Amazingly, Cianci came back into the public eye and, in 1990, exploited a three-way race for mayor and won again.

"This time, he presided over the Renaissance of the city. His power was unprecedented. But in the midst of this, the FBI also came back," Stanton said.

By 2000, after another decade in office, Cianci and his cohorts had turned kickbacks, patronage, and bribery into an art form. In the book, Stanton chronicles countless money drops, bags of cash thrown into the trunk of Cianci's car, brought to him in city hall, or delivered to various "bagmen" in parking lots and garages. Stanton estimates they accrued well over $1 million.

After a federal investigation into corruption by the former mayor and his cronies, Cianci was ultimately convicted on only one of a dozen counts of racketeering. Stanton said many of Cianci's cronies took the fall for him, and the jury decided they did not believe, beyond a reasonable doubt, that he was guilty of racketeering. He was convicted only of being the "mastermind, " behind all the scams, a conviction Cianci has appealed. A ruling on the appeal is expected this spring.

Stanton spent two years researching and writing the book, not counting the years he personally covered the Cianci regime for the Providence Journal. He reviewed thousands of pages of transcripts from trials, federal wiretaps, and police reports. He interviewed hundreds of people who had been close to Cianci during the years and, in the course of his daily coverage and research for the book - which Cianci tried to prevent being published - spent hundreds of hours with Cianci.

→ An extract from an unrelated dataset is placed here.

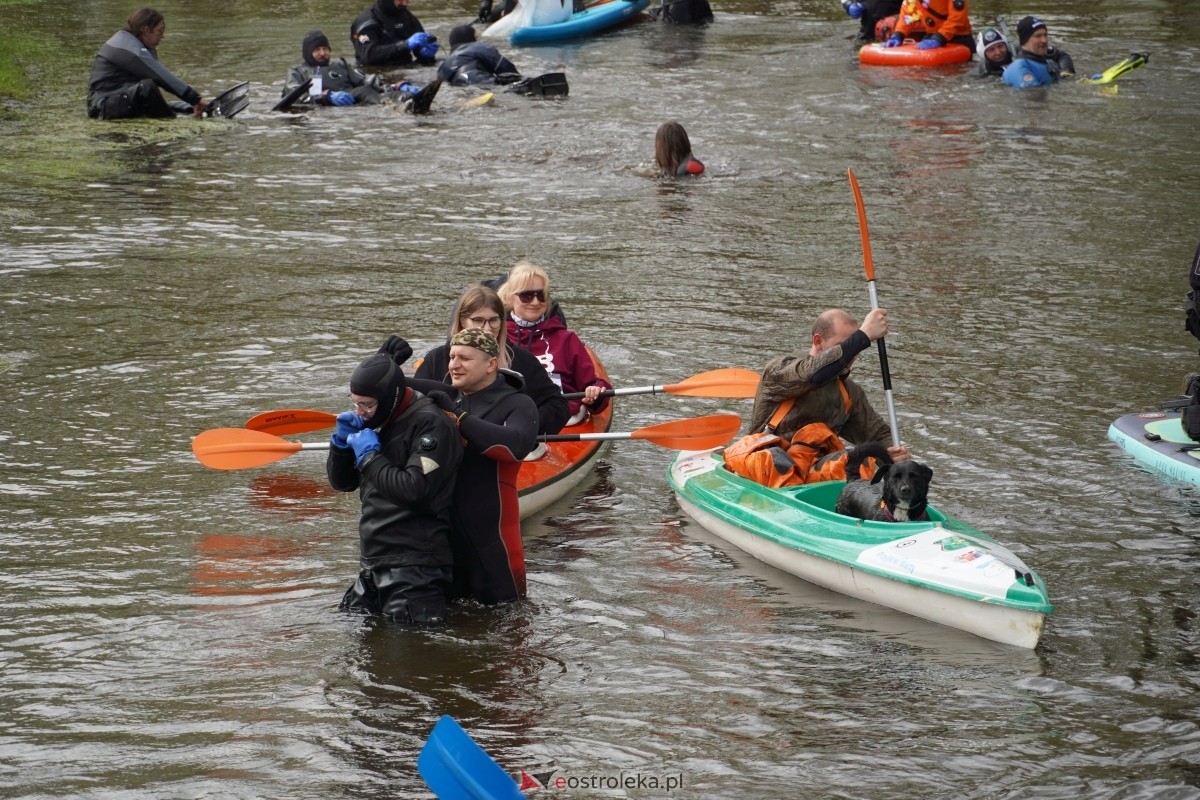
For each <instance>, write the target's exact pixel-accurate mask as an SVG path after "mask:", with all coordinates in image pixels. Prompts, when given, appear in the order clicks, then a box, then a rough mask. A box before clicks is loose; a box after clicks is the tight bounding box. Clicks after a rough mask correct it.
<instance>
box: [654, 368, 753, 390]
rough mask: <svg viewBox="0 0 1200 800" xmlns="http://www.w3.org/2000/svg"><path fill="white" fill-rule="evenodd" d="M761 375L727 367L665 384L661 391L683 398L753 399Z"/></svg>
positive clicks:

Stanton said at times his work put him at risk. A week before the second trial, Cianci received word that the book would be turned into a movie. "He went off the deep end again," said Stanton. Besieged by reporters asking him about the movie during a subsequent press conference, Cianci grabbed Stanton in a headlock, pulled him to the lectern, and began asking Stanton the same questions, "in a very menacing way." After several minutes, Cianci released Stanton and, pushing him away, told him - still in front of the television cameras - to "go play in the traffic."

"There were times when I was nervous, paranoid," Stanton said. Police were occasionally following him, the mayor's associates were cracking bad jokes about who started his car in the morning, and Cianci himself asked Stanton how he liked living in Edgewood - even though Stanton had never told anyone where he lived.

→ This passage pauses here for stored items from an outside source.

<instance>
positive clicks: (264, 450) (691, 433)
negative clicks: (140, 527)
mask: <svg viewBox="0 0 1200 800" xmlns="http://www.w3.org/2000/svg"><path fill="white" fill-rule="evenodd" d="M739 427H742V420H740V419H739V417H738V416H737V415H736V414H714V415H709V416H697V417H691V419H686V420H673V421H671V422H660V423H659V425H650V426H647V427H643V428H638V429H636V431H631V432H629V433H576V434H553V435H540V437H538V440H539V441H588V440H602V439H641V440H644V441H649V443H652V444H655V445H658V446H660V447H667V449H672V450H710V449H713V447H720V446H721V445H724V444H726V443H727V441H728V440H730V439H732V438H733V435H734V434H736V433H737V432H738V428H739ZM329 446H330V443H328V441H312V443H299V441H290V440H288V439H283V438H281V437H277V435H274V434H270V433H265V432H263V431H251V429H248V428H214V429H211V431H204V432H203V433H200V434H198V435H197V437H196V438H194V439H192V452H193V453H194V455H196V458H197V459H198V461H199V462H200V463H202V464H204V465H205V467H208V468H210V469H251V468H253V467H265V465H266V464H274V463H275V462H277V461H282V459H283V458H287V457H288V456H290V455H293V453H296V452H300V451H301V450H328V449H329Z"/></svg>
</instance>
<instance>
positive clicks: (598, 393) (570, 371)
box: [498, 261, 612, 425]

So when Stanton was attacked on a downtown Providence Street, his jaw broken during the assault, the fear was that Cianci had something to do with it.

Cianci, however, denied it when he saw Stanton some weeks later.

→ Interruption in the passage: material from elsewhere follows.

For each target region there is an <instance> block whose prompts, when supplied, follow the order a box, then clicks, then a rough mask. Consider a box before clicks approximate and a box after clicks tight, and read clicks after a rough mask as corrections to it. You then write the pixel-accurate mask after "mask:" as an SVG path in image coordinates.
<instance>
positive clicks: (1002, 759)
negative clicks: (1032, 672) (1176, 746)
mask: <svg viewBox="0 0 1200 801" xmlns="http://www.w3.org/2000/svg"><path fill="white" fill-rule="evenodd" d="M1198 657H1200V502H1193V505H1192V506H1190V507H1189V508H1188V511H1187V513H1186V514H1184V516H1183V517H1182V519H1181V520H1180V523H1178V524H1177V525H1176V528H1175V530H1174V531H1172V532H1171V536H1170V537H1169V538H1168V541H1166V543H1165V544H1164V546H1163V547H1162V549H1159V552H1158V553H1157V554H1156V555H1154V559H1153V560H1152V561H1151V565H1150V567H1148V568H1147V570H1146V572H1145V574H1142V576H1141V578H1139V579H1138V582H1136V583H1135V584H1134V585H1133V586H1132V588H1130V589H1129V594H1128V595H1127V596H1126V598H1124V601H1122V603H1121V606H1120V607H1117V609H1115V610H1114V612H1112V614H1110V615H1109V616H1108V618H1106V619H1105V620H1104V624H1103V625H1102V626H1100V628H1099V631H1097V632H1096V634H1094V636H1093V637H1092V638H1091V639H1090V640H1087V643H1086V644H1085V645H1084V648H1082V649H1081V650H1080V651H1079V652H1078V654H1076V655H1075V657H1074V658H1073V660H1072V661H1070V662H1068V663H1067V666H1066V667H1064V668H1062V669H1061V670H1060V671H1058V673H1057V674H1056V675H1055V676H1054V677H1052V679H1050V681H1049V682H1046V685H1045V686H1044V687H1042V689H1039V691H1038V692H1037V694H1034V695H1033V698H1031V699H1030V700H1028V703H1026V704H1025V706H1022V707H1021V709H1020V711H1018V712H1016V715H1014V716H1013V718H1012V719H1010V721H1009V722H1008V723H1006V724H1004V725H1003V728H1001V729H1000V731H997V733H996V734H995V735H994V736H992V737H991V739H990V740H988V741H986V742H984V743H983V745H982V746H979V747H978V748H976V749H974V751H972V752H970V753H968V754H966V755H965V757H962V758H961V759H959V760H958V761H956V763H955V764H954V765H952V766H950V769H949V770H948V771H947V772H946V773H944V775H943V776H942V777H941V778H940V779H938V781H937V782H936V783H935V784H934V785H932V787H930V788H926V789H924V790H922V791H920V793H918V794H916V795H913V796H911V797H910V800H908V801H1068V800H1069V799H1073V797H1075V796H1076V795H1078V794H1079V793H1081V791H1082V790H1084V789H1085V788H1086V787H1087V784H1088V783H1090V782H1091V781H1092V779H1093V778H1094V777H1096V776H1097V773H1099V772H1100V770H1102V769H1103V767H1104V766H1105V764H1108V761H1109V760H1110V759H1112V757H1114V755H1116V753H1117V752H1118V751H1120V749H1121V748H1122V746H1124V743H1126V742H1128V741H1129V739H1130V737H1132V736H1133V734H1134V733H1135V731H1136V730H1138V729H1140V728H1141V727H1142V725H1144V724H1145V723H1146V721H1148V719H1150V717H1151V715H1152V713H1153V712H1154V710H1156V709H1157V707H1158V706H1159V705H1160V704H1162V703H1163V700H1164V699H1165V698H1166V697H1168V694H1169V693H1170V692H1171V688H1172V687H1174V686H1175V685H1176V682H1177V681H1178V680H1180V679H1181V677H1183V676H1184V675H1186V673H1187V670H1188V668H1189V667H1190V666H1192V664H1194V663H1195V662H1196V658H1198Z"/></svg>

'"I know a lot of people think I had you whacked, so I told the cops to work extra hard on this one,"' Stanton said the always colorful Cianci told him, during a break in the former mayor's trial for extortion and assault.

"It wasn't Buddy," Stanton told a journalism class Feb. 25. "It turned out it was just a college kid having a bad day."

He thinks.

Stanton's book is available at the Co-op.